In the world of Lovecraftian horror, the true terror does not come from the monsters lurking between worlds. It is not the nameless cults performing blasphemous rites in the Louisiana bayou. It isn’t even the legend-haunted and witch-haunted streets of Arkham. Rather, it is the knowledge that we are alone in a universe that neither hates us nor loves us. It could not care less about us and all our endeavors. No life matters.
Cromwell Stone, which was originally created in the late 1980s and published in a series of volumes throughout the 1990s, captures this cosmic dread in stark black and white. The central story of Cromwell Stone is not important. For most readers it will not even be intelligible. Suffice it to say that Andreas’ reissued graphic novel tells the complex story of humans, superhumans, and wreckers.

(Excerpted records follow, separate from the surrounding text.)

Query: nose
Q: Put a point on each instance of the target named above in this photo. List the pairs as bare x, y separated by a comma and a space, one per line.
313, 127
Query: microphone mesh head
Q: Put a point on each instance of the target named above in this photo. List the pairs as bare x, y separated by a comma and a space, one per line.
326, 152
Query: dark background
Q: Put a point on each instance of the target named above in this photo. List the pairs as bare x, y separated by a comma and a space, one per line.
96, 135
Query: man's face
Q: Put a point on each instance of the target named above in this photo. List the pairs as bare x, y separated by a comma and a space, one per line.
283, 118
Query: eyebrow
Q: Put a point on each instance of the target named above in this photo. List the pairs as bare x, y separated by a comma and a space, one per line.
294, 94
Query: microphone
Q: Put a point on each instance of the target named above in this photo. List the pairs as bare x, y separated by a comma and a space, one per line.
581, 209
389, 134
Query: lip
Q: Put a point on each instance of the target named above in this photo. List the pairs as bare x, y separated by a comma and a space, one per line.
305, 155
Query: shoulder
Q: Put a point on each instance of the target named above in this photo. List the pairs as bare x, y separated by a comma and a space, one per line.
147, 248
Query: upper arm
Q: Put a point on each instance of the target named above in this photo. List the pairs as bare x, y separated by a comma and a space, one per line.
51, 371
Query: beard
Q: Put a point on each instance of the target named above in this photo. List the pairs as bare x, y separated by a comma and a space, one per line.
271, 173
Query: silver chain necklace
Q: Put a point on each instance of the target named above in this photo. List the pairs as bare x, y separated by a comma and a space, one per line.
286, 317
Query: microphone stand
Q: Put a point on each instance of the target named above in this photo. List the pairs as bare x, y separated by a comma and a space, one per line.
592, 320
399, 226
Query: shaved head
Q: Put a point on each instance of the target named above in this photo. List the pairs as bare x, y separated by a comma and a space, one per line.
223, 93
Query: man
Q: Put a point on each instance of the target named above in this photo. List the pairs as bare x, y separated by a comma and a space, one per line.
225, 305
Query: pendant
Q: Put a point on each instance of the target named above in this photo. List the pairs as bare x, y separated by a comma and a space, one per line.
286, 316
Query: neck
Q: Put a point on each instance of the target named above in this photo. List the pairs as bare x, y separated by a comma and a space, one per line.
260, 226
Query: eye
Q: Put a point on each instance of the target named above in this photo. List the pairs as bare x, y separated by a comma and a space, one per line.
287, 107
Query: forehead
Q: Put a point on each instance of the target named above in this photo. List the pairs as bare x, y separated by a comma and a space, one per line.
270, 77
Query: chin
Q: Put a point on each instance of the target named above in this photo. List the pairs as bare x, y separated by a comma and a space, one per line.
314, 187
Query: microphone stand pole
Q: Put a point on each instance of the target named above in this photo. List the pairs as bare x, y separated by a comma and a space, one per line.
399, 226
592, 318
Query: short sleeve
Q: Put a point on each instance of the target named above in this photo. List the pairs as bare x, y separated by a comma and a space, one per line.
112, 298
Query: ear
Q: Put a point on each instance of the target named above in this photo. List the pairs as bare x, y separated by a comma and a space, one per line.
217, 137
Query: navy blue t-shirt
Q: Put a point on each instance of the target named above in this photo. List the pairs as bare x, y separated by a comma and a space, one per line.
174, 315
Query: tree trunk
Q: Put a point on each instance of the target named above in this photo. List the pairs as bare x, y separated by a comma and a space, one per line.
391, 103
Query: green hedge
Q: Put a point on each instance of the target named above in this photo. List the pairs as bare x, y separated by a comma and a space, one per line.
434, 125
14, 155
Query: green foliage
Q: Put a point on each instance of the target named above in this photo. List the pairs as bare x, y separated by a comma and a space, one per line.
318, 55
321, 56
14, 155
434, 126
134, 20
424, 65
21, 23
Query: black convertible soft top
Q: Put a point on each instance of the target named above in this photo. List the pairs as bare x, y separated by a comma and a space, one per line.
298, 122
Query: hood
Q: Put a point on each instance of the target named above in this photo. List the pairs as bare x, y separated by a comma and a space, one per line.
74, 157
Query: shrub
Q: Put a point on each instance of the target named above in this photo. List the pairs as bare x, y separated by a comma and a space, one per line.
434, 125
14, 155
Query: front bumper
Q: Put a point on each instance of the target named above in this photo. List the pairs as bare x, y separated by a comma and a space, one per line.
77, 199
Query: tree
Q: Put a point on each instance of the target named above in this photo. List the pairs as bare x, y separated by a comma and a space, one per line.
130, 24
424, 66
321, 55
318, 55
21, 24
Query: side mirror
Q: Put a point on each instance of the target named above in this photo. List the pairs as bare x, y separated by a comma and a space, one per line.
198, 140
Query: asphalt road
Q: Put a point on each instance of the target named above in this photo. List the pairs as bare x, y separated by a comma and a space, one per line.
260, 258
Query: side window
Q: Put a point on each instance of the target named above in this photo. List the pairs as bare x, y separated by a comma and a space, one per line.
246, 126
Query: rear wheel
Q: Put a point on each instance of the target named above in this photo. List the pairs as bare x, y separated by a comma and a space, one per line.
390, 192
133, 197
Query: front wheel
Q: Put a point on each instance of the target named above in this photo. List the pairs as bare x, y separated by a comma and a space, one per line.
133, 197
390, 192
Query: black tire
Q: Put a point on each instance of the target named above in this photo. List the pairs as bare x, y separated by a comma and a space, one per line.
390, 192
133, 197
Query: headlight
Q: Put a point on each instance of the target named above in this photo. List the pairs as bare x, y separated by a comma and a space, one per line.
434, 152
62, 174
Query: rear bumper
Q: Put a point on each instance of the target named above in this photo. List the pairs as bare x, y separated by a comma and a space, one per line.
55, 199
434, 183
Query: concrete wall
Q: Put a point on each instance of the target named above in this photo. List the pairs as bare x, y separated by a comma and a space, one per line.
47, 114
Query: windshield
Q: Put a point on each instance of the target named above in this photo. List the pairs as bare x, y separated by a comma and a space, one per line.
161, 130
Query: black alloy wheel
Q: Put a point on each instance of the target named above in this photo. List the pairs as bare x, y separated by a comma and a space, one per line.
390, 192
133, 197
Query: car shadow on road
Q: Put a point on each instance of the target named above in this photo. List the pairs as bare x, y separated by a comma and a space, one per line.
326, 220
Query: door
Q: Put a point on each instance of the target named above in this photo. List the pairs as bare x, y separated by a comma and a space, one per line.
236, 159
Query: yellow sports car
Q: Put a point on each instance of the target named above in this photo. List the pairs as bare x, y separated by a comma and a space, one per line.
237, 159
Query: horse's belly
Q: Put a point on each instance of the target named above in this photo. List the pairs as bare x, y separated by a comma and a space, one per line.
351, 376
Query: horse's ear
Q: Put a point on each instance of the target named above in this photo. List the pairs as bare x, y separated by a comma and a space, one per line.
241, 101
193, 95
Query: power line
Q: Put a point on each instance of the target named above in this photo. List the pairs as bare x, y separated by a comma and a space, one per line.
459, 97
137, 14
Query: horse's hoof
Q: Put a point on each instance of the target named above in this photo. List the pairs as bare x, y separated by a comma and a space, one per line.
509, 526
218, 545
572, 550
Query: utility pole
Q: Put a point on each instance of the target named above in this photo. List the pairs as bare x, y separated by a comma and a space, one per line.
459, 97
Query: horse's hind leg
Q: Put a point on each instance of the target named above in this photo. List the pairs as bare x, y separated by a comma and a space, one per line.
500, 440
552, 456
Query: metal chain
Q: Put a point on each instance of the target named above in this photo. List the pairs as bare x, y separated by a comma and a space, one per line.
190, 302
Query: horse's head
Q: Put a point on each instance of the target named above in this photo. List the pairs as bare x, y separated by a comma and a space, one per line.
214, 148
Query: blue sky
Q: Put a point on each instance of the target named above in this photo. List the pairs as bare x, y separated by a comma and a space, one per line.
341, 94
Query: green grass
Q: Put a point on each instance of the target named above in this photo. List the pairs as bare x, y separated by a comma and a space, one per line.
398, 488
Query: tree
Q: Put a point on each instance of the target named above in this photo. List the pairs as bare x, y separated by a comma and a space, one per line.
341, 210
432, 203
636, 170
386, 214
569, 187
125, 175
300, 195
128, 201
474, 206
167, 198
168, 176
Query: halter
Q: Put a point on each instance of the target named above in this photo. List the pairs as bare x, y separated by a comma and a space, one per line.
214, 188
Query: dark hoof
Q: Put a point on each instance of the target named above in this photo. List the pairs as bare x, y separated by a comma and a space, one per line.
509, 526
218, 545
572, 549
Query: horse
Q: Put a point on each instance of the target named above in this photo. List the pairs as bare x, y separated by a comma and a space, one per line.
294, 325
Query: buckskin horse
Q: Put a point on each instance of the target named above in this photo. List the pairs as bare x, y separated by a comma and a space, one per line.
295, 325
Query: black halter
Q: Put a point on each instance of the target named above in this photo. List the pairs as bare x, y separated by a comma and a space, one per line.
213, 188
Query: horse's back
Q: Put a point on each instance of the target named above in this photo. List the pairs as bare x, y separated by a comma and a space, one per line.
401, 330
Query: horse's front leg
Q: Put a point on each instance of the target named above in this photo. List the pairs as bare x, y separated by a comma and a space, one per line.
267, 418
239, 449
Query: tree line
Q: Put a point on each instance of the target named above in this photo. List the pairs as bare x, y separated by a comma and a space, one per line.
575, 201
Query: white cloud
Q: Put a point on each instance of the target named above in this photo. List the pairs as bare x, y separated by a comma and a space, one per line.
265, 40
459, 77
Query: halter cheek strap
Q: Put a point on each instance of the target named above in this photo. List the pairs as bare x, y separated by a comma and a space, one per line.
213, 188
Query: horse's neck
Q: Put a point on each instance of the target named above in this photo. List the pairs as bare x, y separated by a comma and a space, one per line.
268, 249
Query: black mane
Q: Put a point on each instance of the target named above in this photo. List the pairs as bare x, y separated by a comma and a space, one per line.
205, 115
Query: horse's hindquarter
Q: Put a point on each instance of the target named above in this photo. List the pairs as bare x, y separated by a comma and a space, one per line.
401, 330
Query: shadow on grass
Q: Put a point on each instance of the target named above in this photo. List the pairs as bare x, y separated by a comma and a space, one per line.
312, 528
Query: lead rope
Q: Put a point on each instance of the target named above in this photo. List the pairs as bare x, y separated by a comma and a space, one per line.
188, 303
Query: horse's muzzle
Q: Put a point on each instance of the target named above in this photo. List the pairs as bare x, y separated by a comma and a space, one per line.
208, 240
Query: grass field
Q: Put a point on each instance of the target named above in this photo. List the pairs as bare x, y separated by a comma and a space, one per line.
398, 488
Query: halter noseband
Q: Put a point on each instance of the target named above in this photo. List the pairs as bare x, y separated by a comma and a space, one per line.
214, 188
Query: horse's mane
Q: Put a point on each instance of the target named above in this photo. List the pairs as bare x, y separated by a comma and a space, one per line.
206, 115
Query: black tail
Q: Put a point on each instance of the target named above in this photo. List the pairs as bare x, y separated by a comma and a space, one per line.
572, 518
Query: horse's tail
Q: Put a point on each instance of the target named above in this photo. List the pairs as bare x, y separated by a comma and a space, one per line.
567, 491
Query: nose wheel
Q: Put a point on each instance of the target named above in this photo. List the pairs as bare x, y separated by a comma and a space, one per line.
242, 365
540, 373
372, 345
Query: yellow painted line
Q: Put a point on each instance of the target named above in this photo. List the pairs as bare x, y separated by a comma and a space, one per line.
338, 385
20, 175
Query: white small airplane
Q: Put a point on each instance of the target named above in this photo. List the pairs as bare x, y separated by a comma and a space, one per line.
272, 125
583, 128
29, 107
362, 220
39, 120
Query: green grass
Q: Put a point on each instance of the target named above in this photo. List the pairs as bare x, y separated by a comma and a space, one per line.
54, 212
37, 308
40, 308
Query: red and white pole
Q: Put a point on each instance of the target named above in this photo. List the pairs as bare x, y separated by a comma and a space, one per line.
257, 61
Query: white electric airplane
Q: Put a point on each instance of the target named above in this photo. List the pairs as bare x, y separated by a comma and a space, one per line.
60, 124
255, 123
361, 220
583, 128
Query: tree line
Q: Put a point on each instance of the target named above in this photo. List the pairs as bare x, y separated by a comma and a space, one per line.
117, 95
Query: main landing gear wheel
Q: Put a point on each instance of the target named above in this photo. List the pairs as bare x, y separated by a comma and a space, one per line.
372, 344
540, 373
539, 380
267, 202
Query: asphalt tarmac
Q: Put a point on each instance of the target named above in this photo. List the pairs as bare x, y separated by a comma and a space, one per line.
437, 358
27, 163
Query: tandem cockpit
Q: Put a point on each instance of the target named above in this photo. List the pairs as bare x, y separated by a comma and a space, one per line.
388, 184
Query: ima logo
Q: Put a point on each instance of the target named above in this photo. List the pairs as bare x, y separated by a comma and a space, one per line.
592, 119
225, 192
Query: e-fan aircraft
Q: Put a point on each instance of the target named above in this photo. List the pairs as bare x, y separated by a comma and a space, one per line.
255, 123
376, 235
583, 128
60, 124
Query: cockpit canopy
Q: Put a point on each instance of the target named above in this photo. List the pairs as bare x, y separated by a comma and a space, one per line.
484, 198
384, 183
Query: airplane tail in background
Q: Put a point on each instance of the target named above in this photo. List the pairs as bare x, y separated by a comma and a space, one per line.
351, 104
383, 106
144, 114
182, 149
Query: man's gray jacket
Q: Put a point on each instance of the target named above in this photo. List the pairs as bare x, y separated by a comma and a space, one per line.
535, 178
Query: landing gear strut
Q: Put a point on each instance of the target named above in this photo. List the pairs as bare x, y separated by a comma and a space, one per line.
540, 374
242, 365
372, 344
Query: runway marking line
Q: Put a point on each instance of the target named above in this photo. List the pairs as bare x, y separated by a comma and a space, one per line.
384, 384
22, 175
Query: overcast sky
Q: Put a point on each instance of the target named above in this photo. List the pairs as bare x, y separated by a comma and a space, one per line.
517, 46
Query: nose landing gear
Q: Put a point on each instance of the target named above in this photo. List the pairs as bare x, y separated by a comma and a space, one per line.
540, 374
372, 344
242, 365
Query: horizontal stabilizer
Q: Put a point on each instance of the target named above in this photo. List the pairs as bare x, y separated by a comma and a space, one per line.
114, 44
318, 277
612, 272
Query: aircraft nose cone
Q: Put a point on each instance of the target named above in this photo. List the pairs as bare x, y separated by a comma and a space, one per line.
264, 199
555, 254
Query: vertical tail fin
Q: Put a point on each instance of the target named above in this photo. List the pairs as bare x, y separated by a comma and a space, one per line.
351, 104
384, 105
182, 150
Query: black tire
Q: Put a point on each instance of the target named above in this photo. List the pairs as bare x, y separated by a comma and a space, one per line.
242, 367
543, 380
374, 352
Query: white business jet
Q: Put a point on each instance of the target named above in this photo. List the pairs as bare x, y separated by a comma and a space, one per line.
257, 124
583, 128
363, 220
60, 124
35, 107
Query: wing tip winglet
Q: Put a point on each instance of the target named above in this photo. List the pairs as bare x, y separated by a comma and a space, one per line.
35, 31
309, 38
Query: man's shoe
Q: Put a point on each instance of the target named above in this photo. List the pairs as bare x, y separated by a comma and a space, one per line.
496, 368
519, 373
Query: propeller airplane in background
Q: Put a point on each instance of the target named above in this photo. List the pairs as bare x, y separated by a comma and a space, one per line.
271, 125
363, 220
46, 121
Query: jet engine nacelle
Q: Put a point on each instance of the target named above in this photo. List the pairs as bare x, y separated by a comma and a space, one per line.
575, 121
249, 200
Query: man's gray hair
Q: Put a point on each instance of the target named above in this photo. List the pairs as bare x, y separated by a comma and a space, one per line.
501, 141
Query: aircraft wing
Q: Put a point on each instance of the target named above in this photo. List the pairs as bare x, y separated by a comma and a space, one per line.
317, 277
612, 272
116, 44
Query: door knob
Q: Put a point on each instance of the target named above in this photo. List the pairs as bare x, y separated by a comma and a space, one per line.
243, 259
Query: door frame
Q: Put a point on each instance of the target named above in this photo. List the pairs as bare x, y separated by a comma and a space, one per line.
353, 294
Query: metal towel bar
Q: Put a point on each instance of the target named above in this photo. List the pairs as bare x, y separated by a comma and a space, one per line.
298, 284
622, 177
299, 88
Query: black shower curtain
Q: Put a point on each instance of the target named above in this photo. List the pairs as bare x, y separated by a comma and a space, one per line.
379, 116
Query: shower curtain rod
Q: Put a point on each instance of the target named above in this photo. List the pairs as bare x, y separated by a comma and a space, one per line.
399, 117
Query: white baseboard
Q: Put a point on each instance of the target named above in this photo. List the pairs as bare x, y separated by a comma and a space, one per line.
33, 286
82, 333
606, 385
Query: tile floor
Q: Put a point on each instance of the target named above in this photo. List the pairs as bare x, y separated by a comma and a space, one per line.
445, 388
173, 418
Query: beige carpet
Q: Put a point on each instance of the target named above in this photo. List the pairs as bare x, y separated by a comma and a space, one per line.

The titular character is one of the last survivors of the doomed ship Leviticus, and he comes ashore in the United States with an occult key. This key is sought after by a horde of demons (superhumans) wearing human skin. These entities disrupt normal life (hence, “wreckers”) in order to keep man from accessing the hidden truth. Ultimately, Stone's key and its mystery is entrusted into the hands of amnesiac woman named Marlene Parthington. She may or may not be an ageless woman of a blasted Scottish moor.
The narrative complexity of Cromwell Stone is mirrored by its dizzying artwork. Andreas seems like a psychotic M. C. Escher, with traditional cartoon lines sacrificed to non-Euclidean shapes and angles. Surrealism is not a strong enough word to describe Andreas’s work—Cromwell Stone looks even more unhinged than its events. All of this is on purpose of course, as the apex of the story reminds us that humans “cannot see God and live.” This graphic novel spreads madness for it gives readers a glimpse at the divine.
Cromwell Stone is a wonderful edition to the Lovecraftian canon. Now, in its English language translation, readers can enjoy Andreas’s unique style. While this volume can legitimately be characterized as style over substance, it cannot be accused of forgetting the feelings of doom and dread that are de rigueur for the horror tale. There is something evil and unknowable lurking behind the pages of Cromwell Stone. If you are brave enough to try and uncover the monsters, then you will be rewarded with an amazing idiosyncrasy from one of the world’s best comics creators.